If you’re flying with a magnet item that feels more like hardware than a souvenir, check the airline’s restricted-items page too. The broad answer for small magnets stays the same, but airlines can be stricter about items that look like hazardous material or special cargo.
| Situation | Better Choice | Why |
|---|---|---|
| Souvenir or fridge magnets | Either bag | Weak and familiar travel item |
| Craft magnets for personal use | Either bag | Usually low strength |
| Tablet case or bag clasp with magnets | Carry-on | Keeps valuables with you |
| Small strong neodymium set | Carry-on if allowed | Easier to explain and inspect |
| Bulk powerful magnets | Check first | May trip air safety limits |
Common Mistakes Travelers Make With Magnets
The biggest mistake is treating all magnets as the same. A weak souvenir magnet and a pack of workshop-grade rare-earth magnets are not in the same category, even if both fit in your palm.
Another mistake is assuming checked baggage is safer for every odd item. With magnets, checked baggage is not a magic workaround. If the field is too strong for air transport, the issue does not disappear just because the item is in the hold.

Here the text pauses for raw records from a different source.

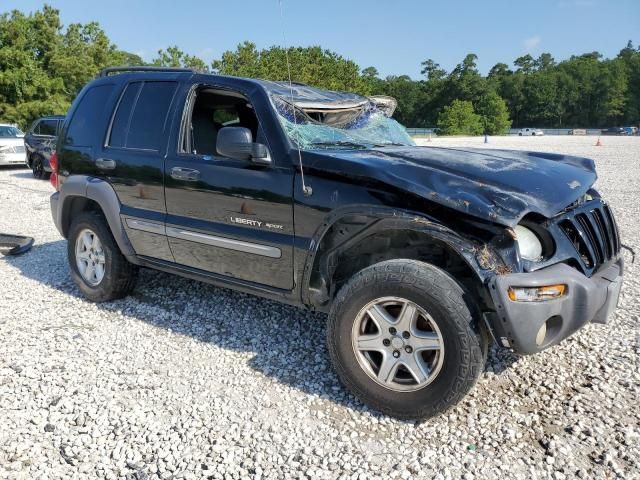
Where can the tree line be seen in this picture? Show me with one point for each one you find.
(43, 65)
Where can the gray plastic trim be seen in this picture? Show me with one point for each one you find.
(222, 242)
(146, 226)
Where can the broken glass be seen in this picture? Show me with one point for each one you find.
(360, 123)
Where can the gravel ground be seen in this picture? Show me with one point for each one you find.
(184, 380)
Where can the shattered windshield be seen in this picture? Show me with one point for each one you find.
(362, 126)
(10, 132)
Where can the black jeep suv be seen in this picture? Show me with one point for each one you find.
(419, 255)
(40, 142)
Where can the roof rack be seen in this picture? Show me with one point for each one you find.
(105, 72)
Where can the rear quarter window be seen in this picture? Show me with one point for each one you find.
(47, 127)
(140, 120)
(88, 117)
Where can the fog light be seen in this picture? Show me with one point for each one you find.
(536, 294)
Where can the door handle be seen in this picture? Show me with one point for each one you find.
(105, 164)
(185, 174)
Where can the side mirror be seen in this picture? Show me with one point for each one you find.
(236, 142)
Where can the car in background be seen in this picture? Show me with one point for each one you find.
(40, 142)
(614, 131)
(532, 132)
(12, 151)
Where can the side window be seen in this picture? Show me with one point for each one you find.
(214, 109)
(120, 124)
(141, 116)
(82, 129)
(47, 127)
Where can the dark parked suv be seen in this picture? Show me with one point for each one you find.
(40, 142)
(419, 255)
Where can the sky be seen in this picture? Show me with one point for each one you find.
(393, 36)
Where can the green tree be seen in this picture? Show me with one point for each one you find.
(43, 66)
(310, 65)
(459, 118)
(493, 113)
(175, 58)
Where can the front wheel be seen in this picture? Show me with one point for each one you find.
(403, 340)
(37, 167)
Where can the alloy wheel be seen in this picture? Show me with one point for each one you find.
(90, 258)
(398, 344)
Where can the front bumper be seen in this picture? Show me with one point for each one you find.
(517, 324)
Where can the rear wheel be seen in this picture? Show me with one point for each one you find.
(98, 267)
(403, 340)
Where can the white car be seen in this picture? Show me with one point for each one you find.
(12, 150)
(534, 132)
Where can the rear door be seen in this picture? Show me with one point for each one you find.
(42, 136)
(132, 160)
(225, 216)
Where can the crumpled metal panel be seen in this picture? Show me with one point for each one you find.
(497, 185)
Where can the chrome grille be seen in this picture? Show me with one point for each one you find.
(592, 231)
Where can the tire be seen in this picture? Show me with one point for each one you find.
(37, 167)
(119, 276)
(463, 347)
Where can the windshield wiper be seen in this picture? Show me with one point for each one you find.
(341, 143)
(390, 144)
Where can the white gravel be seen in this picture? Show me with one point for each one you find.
(184, 380)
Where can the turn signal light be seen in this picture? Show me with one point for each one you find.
(536, 294)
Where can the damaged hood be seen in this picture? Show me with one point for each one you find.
(497, 185)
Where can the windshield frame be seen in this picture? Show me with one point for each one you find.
(368, 107)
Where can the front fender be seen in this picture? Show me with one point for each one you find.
(481, 258)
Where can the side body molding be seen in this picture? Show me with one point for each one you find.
(83, 186)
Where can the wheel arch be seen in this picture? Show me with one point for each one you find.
(81, 193)
(352, 241)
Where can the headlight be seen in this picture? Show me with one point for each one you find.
(528, 244)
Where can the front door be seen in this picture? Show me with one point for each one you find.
(224, 216)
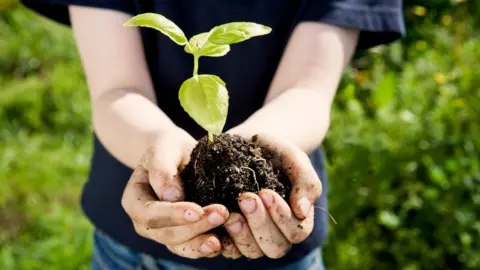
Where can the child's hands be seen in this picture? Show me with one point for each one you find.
(269, 225)
(153, 200)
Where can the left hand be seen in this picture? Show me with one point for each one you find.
(269, 225)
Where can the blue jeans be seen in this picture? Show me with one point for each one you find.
(111, 255)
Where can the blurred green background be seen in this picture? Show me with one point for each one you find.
(403, 150)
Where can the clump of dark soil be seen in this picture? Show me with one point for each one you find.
(219, 171)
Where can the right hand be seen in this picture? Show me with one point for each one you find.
(153, 198)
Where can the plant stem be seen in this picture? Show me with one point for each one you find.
(195, 65)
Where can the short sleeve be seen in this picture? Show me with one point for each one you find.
(379, 21)
(57, 10)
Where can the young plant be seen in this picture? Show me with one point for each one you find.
(204, 97)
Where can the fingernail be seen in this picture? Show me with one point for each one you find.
(191, 216)
(216, 219)
(209, 246)
(235, 227)
(248, 205)
(172, 194)
(204, 248)
(267, 199)
(305, 205)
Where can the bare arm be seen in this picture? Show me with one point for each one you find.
(297, 107)
(125, 116)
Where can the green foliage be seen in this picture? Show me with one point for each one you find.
(160, 23)
(200, 46)
(403, 148)
(231, 33)
(404, 151)
(205, 99)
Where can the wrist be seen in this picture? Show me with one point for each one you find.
(170, 132)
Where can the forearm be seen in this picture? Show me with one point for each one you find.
(298, 104)
(126, 122)
(299, 116)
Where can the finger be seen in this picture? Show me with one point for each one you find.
(242, 236)
(141, 205)
(293, 229)
(215, 215)
(205, 245)
(306, 185)
(267, 235)
(229, 250)
(162, 167)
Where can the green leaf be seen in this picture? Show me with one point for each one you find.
(160, 23)
(236, 32)
(199, 45)
(388, 219)
(385, 90)
(205, 99)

People also run into trouble by packing magnets loose with batteries, tools, and metal parts. That kind of bag is messy to screen and harder to explain. It can turn a simple trip through security into a longer stop.

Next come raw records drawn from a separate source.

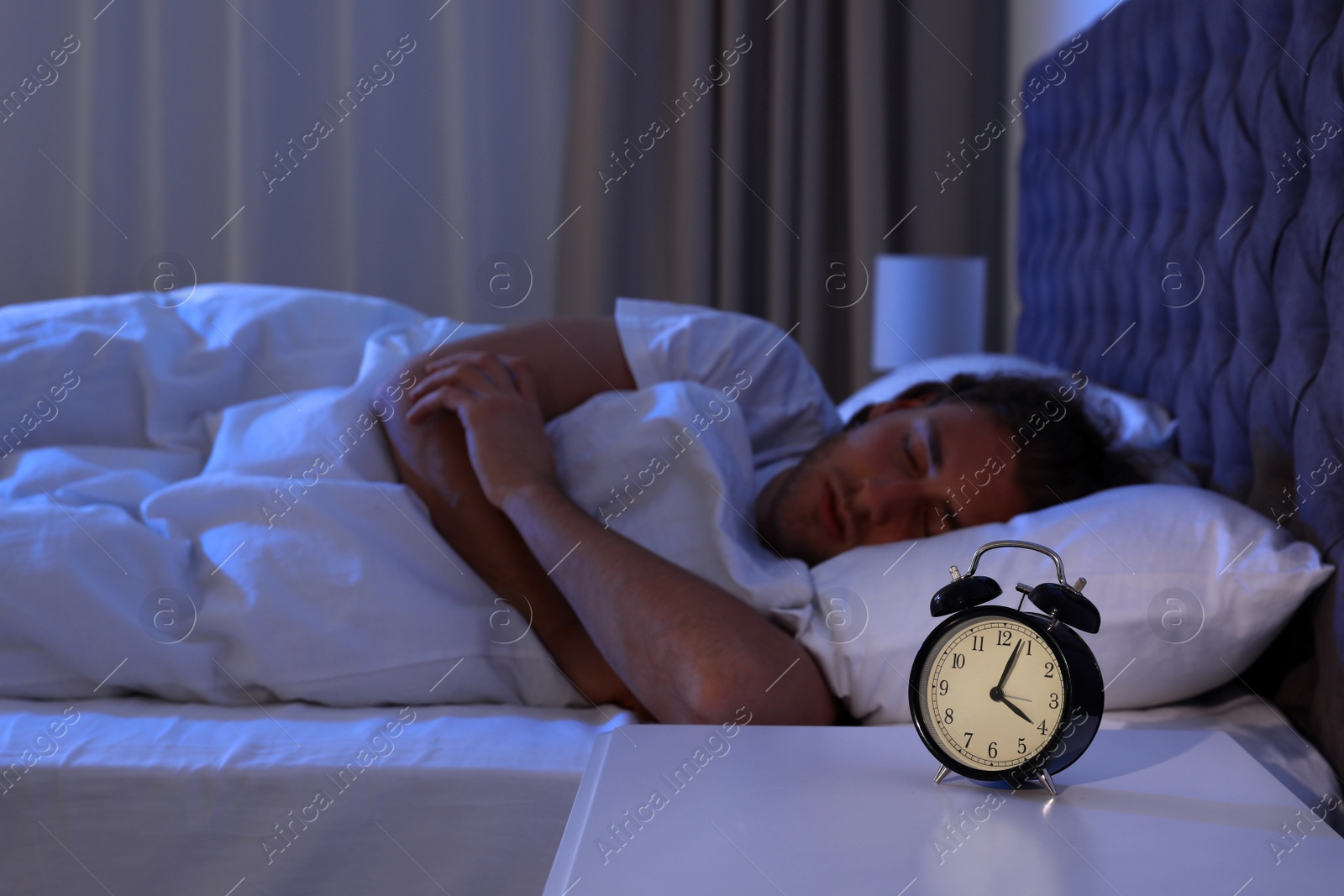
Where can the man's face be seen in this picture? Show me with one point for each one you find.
(911, 470)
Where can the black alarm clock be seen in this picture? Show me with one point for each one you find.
(1003, 694)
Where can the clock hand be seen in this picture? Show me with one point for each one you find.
(1012, 661)
(1014, 707)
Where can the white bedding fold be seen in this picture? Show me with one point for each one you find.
(212, 512)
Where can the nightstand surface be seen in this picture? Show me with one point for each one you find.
(855, 810)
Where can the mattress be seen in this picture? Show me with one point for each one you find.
(143, 795)
(139, 795)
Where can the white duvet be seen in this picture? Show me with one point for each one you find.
(197, 503)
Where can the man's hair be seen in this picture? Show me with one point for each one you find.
(1063, 450)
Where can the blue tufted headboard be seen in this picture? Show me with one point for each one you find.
(1180, 238)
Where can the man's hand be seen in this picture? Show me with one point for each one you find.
(495, 398)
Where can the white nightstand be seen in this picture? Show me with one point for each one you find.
(855, 810)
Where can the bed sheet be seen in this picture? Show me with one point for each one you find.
(138, 795)
(144, 795)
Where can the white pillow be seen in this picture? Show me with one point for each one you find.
(1191, 587)
(1142, 423)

When You Should Stop And Double-Check
Pause and check the rules when the magnets are sold for industrial use, science kits, machining, heavy-duty mounting, or magnetic therapy gear. Do the same if the magnets are part of a shipment, sample set, or work equipment rather than casual personal items.

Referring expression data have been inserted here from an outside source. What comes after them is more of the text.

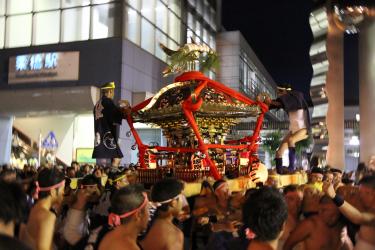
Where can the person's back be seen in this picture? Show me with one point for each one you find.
(366, 234)
(129, 217)
(264, 214)
(163, 233)
(40, 227)
(322, 231)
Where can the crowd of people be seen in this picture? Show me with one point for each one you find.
(72, 208)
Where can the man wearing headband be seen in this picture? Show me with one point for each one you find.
(40, 227)
(264, 215)
(163, 234)
(312, 192)
(82, 215)
(129, 216)
(107, 115)
(296, 107)
(324, 230)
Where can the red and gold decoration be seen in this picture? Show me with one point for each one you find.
(195, 114)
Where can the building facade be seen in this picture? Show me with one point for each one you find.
(55, 53)
(342, 76)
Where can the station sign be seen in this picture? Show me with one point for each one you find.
(44, 67)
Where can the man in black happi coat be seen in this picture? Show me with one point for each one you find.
(107, 116)
(294, 104)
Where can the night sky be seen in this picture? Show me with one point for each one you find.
(279, 33)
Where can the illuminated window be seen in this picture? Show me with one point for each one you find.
(132, 25)
(2, 30)
(136, 4)
(18, 31)
(75, 24)
(40, 5)
(148, 10)
(46, 27)
(147, 36)
(175, 6)
(19, 6)
(101, 1)
(70, 3)
(174, 27)
(161, 17)
(2, 7)
(103, 21)
(160, 38)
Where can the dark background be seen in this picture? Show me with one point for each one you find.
(279, 32)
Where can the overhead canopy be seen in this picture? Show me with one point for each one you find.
(48, 101)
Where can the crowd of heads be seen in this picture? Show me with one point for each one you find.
(116, 203)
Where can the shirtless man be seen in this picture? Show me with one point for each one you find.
(40, 228)
(322, 231)
(264, 215)
(366, 235)
(163, 234)
(293, 103)
(129, 217)
(337, 178)
(293, 197)
(312, 192)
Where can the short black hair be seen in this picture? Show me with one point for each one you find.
(74, 162)
(13, 202)
(206, 184)
(335, 170)
(368, 181)
(91, 179)
(166, 189)
(218, 183)
(317, 170)
(265, 212)
(127, 199)
(49, 177)
(290, 188)
(325, 199)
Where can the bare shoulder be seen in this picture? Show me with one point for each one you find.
(308, 223)
(42, 216)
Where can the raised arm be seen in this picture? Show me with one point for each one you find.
(349, 211)
(299, 234)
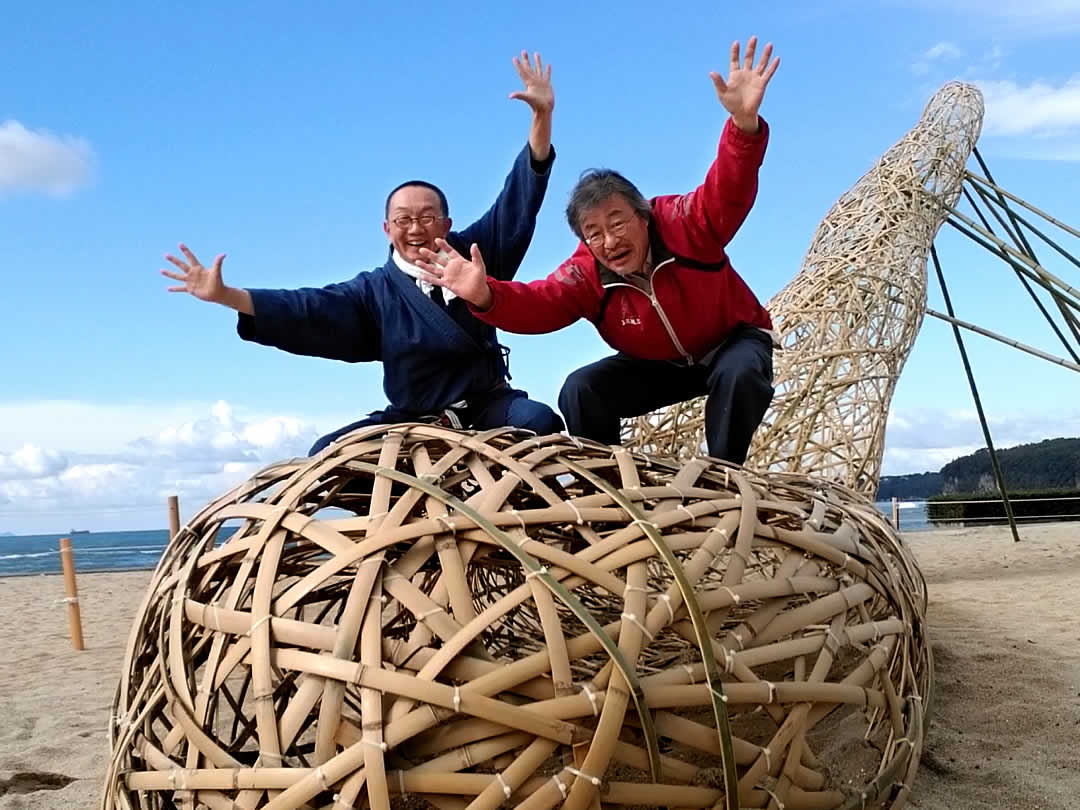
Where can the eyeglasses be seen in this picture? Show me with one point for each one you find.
(404, 221)
(616, 229)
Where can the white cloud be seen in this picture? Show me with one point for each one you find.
(40, 161)
(941, 52)
(1035, 109)
(926, 440)
(197, 459)
(30, 461)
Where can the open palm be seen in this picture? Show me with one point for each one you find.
(466, 278)
(744, 89)
(538, 93)
(203, 283)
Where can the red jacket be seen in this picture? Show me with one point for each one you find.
(694, 288)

You should also double-check if the magnets came in packaging that mentions shielding, hazardous goods, or shipping limits. That kind of wording is a clue that the item may fall outside the easy “souvenir magnet” answer.
For most travelers, that won’t apply. If you’re packing a few small magnets from your kitchen, office, gift shop, or craft drawer, you’re usually in the clear.
Final Take
Small magnets are usually allowed on planes in both carry-on and checked bags. The part that changes the answer is strength. Weak household magnets are generally fine. Strong magnets, rare-earth packs, and tightly bundled magnetic material need more care and may cross the FAA limit for air transport.
If your magnets are ordinary, pack them neatly and move on. If they’re unusually strong, check the product details and airline rules before you head to the airport. That small step can save you from a bag check, a checkpoint delay, or an item you can’t take on the flight.
References & Sources
- Transportation Security Administration (TSA).“Magnets.”States that magnets are allowed in both carry-on bags and checked bags, with final screening decisions made by TSA officers.
- Federal Aviation Administration (FAA).“PackSafe – Magnets.”Lists the magnetic field threshold for air transport and explains when a magnet or package cannot fly.